My Personal Role: Creator(Just about everything) Client: Columbia College Chicago(Advanced Game Engine Scripting)
The Twinstick Shooter Project is exactly as it sounds. A simple shooter game where one control stick controls movement and the other controls where the player is firing. The player must defeat every enemy that spawns in each wave in order to win.
Players: 1 to 4 (Local Co-op) Controller: Standard Gamepad (Xbox controller used in testing)
The prompt for this piece was a couch co-op game that could be played using connected controllers. Connecting using the controllers is a tad wonkey but the only difference it makes which player the game thinks you are is in what color your character is. The game drops the players into a join screen where they press "A" to join and only begins the game when all connected players hold "Start." Their bodies and projectiles glow and so do the army of AI driven boxes that harm them if they get too close, otherwise their environment is dark. I had something of a kick in my time at Columbia where I wanted to try a number of existing genres and common play systems like twinstick shooter, tower defense, fps, rts, etc. This was an artifact of that kick, a system that was somewhat common in the world of gaming that I could rebuild from scratch to test my ability to solve puzzles of computer logic and fill out my portfolio with pieces that may be desirable to companies looking to create in that genre.

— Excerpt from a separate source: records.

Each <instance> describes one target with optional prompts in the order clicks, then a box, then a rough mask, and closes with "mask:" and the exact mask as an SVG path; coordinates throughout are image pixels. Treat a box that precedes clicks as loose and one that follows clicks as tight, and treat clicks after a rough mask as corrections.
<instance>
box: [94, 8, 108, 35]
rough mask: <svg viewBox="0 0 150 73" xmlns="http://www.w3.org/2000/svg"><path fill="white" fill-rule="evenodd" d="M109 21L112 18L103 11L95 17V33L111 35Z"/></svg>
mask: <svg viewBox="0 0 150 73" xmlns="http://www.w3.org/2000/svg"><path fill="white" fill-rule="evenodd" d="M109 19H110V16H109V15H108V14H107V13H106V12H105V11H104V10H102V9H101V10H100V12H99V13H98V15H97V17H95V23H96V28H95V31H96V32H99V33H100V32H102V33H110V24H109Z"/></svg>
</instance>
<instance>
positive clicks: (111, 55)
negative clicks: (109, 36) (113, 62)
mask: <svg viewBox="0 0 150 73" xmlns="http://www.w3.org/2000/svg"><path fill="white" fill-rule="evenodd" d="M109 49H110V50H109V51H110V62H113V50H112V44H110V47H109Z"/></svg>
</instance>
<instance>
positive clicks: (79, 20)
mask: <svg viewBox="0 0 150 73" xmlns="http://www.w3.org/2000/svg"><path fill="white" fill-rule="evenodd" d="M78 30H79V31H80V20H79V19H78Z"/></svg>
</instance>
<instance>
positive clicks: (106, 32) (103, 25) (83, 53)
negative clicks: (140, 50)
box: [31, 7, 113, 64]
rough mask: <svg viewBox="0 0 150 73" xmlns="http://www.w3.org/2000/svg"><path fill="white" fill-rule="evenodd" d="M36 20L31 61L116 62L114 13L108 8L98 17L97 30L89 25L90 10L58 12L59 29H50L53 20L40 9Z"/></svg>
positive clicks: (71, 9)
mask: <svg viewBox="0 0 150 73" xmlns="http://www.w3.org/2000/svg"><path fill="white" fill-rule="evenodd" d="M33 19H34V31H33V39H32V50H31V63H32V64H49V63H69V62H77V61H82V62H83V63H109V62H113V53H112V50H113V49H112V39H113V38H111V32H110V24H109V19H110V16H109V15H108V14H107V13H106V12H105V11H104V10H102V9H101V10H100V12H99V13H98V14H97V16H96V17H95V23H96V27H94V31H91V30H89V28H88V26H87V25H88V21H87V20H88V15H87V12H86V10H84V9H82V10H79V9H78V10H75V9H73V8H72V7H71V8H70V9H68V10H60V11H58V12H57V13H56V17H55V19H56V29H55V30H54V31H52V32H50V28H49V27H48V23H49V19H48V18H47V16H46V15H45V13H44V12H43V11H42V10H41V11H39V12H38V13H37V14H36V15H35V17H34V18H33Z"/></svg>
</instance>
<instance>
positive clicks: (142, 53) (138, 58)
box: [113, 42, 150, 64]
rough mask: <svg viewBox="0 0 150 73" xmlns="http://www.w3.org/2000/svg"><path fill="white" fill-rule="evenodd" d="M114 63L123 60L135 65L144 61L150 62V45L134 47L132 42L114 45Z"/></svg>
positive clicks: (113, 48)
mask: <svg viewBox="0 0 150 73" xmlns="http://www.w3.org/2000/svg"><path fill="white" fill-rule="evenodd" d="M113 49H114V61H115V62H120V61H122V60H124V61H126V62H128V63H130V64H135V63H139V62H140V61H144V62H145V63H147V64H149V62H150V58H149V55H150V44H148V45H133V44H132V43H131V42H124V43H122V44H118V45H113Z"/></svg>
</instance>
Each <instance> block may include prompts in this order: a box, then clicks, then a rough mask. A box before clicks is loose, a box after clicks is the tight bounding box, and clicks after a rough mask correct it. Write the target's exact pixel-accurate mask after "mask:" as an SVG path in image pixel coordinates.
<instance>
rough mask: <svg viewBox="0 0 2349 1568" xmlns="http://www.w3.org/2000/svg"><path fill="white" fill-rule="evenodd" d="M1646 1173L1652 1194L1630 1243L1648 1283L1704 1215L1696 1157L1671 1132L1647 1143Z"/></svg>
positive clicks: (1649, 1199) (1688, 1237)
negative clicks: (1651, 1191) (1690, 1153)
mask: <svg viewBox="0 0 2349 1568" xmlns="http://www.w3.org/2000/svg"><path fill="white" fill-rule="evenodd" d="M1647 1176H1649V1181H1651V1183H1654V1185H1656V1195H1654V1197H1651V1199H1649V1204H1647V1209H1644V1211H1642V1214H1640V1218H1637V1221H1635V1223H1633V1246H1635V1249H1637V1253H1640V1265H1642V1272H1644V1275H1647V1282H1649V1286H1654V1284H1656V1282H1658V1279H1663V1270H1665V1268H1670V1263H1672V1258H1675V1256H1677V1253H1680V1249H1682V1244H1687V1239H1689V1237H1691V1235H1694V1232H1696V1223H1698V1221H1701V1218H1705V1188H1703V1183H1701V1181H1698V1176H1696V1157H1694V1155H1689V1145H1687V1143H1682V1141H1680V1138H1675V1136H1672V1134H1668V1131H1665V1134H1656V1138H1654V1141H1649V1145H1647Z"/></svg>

Obvious lessons were in Multiplayer and Gamepad compatibility. This is one of my first opportunities to use the extremely helpful tactic of repurposing code. The shooting was loosely based on the script present in the Tanks! tutorial in unity's learning section but is so butchered by comparison that it is barely recognizable. That tutorial taught me about instantiated projectiles which I used for most of the project but the method by which they are fired and deal damage were completely different. Reusing script from public tutorials and tweaking or rewriting them to fit my project's needs has become a life-saving tool. This piece ended up influencing a design decision down the road, In part because we wanted to sell the cannon's power and in part because I had done projectile-based shooting in this project Aegis Colony's shooting was done with raycasts and hit scanning instead
Highlights and Comments
Working with gamepads for the first time posed an interesting challenge that forced me out of coding windows and really got me to begin to understand unity and its capabilities. I remember that this project came with special challenge, I had missed a day where our professor explained a basic way to get the player's join screen to work and ended up constructing that feature myself. I remember puzzling over it for days before having a "eureka" moment while at my day job. There was also something cathartic about having a piece that I could playtest with a bunch of friends on my couch, that type of co-op that we grew up with before every box with metal on it had a wifi connection.
Shooting becomes something hectic. If ever I were to return to this one I would rebalance it to ensure the single player experience wasn't as difficult as the four player.